Но раз моя судьба столь жадна до благосклонности, я приму на себя роль молчаливого охранника, и выполню свое предназначение на все 100 %.
Аль, ты слышишь? Я не позволю тебе больше страдать! Клянусь!
НИКТО НЕ МОЖЕТ СЛУЖИТЬ ДВУМ ГОСПОДАМ
Завтрак выдался поздним. Джордж не выспался и теперь ходил ворчливым. Его организм всегда так реагировал на сбои в привычном ритме. Альентес находился рядом, сидел с сигаретой во рту, изредка потягивая виноградный сок. Сам Гленорван заедал раздражение свежайшим и ароматным круассаном.
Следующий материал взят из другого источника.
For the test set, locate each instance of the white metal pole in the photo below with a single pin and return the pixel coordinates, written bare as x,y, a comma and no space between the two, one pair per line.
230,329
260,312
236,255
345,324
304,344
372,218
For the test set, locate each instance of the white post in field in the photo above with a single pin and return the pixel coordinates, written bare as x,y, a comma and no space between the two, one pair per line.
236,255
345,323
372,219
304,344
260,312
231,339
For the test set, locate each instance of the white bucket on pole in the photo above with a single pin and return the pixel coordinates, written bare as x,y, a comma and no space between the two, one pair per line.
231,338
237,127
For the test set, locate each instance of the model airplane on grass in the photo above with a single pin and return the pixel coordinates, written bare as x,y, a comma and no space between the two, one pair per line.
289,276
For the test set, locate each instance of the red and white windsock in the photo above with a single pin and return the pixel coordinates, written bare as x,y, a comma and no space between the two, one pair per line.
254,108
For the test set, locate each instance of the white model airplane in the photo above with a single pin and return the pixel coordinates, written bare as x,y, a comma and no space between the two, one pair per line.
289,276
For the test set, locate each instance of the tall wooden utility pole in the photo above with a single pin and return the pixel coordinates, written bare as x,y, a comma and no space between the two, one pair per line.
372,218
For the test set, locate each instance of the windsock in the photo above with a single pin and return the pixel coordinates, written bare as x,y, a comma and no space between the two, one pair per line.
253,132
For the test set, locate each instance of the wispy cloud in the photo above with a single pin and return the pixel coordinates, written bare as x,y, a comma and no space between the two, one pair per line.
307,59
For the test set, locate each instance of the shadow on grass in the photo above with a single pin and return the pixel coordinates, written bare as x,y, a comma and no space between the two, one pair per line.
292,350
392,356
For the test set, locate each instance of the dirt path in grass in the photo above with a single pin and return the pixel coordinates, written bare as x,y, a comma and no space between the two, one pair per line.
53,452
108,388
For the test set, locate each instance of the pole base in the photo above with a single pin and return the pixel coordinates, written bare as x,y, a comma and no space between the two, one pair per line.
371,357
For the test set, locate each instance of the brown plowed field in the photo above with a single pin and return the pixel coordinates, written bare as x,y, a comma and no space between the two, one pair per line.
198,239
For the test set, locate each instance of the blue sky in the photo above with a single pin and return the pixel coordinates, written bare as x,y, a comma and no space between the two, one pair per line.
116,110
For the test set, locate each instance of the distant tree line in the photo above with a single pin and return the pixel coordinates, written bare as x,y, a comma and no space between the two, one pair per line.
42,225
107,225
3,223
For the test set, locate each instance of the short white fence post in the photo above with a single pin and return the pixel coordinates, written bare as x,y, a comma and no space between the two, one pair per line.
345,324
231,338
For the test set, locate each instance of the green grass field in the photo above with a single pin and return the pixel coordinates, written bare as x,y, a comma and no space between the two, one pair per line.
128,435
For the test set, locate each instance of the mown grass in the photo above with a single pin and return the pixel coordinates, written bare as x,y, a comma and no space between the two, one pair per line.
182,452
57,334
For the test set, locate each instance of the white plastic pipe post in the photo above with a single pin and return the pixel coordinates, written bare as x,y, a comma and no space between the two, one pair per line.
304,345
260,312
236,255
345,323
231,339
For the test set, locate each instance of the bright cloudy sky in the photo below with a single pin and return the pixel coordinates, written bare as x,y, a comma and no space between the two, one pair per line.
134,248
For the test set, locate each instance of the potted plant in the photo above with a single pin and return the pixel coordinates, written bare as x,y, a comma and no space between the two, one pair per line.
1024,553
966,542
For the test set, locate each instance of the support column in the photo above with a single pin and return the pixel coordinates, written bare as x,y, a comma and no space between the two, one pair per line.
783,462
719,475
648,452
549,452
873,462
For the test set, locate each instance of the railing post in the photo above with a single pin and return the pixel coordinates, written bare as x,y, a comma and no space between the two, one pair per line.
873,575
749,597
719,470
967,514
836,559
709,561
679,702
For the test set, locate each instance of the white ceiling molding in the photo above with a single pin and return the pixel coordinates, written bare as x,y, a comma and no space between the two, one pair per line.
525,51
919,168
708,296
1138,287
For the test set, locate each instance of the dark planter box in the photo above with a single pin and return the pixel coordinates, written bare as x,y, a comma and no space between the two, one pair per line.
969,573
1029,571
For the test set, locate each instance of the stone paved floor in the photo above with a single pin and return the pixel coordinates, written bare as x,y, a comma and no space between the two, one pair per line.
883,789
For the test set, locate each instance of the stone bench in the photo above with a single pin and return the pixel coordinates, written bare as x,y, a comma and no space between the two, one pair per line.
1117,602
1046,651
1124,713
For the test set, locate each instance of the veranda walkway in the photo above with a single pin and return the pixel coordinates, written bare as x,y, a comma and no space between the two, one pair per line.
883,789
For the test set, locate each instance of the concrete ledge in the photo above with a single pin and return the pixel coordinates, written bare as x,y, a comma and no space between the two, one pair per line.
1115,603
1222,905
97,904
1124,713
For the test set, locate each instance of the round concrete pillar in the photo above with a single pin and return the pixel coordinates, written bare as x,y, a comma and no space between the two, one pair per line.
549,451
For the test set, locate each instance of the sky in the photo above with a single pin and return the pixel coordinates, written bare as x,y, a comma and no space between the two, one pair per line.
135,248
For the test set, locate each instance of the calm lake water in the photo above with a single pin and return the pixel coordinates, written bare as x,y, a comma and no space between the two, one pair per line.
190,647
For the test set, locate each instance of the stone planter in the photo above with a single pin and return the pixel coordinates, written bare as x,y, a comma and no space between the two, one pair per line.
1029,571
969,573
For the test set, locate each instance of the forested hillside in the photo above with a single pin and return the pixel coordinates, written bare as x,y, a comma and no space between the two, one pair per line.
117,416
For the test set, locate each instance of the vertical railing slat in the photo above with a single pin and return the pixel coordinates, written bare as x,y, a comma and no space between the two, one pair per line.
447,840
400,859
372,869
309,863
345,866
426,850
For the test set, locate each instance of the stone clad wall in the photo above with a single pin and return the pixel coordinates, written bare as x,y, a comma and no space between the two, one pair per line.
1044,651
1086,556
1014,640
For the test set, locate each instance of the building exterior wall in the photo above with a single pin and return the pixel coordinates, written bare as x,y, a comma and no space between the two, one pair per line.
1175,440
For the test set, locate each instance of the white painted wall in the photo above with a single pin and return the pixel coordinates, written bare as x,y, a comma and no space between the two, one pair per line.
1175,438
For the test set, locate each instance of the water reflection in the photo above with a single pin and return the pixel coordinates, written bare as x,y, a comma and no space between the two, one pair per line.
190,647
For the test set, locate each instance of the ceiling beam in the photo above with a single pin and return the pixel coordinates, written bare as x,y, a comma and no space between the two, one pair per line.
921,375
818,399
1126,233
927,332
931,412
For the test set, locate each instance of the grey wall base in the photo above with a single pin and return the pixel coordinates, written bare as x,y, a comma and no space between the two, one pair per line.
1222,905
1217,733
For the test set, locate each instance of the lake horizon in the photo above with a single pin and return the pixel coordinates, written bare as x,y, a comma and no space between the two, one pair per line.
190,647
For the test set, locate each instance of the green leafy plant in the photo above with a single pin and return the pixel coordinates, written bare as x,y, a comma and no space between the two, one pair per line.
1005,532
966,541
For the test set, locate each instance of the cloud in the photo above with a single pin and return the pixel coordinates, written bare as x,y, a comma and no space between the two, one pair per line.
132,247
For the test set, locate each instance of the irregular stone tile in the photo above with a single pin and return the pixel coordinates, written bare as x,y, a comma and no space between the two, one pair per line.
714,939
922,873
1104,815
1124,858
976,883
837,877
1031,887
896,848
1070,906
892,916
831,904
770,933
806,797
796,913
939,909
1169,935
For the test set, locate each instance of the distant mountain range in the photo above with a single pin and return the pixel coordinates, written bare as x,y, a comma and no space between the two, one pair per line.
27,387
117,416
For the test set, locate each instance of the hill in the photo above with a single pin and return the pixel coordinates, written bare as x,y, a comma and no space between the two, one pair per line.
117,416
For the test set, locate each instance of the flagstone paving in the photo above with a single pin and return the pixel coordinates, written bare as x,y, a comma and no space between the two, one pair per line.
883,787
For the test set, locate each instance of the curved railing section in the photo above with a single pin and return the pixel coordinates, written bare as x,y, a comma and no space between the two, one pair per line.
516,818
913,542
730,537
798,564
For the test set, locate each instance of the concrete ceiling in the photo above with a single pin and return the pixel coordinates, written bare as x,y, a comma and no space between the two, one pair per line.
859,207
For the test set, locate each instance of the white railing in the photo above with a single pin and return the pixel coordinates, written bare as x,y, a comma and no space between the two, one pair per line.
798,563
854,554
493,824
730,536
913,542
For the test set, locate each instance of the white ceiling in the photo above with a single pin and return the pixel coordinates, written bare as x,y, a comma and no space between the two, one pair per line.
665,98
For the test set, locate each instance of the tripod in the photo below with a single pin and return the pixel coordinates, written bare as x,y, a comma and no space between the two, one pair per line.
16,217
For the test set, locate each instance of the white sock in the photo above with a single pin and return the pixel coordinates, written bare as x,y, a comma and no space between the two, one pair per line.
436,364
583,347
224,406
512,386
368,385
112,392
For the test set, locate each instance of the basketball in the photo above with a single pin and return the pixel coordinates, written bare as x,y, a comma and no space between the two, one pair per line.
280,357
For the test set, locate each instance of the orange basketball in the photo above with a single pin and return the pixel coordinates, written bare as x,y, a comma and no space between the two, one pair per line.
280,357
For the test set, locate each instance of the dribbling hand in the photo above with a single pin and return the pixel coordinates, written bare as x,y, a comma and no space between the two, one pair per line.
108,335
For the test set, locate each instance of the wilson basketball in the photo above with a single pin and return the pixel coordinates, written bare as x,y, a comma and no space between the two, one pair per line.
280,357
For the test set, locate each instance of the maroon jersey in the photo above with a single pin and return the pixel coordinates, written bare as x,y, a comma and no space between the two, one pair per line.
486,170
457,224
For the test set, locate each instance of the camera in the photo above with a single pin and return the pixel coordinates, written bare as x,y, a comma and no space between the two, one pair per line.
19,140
— Шумно, — неожиданно заключил Альентес, оглядывая ресторанчик.
Праздная публика пестрела спортивными костюмами от кутюр, как новогодняя елка в столичном парке для бедных. Кругом царил шум и лязг тарелок.
— Да, уж, — фыркнул Джордж, нехотя разглядывая соседей, — В следующий раз ляжешь на диван. Ты мне совершенно не даешь выспаться…
Проходящий мимо прилизанный официант, услышав реплику, с интересом покосился на американца. Гленорван наградил парня уничижительным взглядом голубых глаз и того, как ветром сдуло.
— Как скажешь, — отозвался Альентес, закуривая новую сигарету.
— Ты брыкаешься во сне и постоянно разговариваешь. Надоел.
— Я не могу себя контролировать, когда сплю.
— Без пояснений ясно! — Джордж потер виски. К общей радости у него еще и голова разболелась.
Монах не ответил. Он опустил голову и принялся ногтем скрябать плетеную салфетку.
— Прекрати, раздражает! — кинул Гленорван.
Альентес опустил руки.
— Ладно, не обижайся, — протянул американец, уловив настрой розенкрейцера, — Я страшный ворчун, если не высыпаюсь.
— Угу.
— Чего «угу»? Не обижайся, говорят тебе.
— Я и не думал. Ты же мой хозяин, ты вообще не обязан со мной церемониться.
— Ах, да. Я и забыл, — хмыкнул Джордж.
Его снова никак не покидало чувство постоянной слежки. Чьи-то недобрые глаза так и буравили его спину, прожигая невидимые дыры в дорогом пиджаке с вплетением золотых ниток.
— Если хочешь, можешь меня наказать. Побить там, убить, покалечить…
— Изнасиловать… Так просто и легко звучит из твоих уст, — продолжил Гленорван с интонациями едкой иронии.
— Не только звучит. Ты все можешь… Делай со мной, что пожелаешь.
— Выйди на середину зала и прокукарекай, — серьезно сказал американец.
— Чего? — Альентес выпучил глаза, от чего его шрам стал заметнее.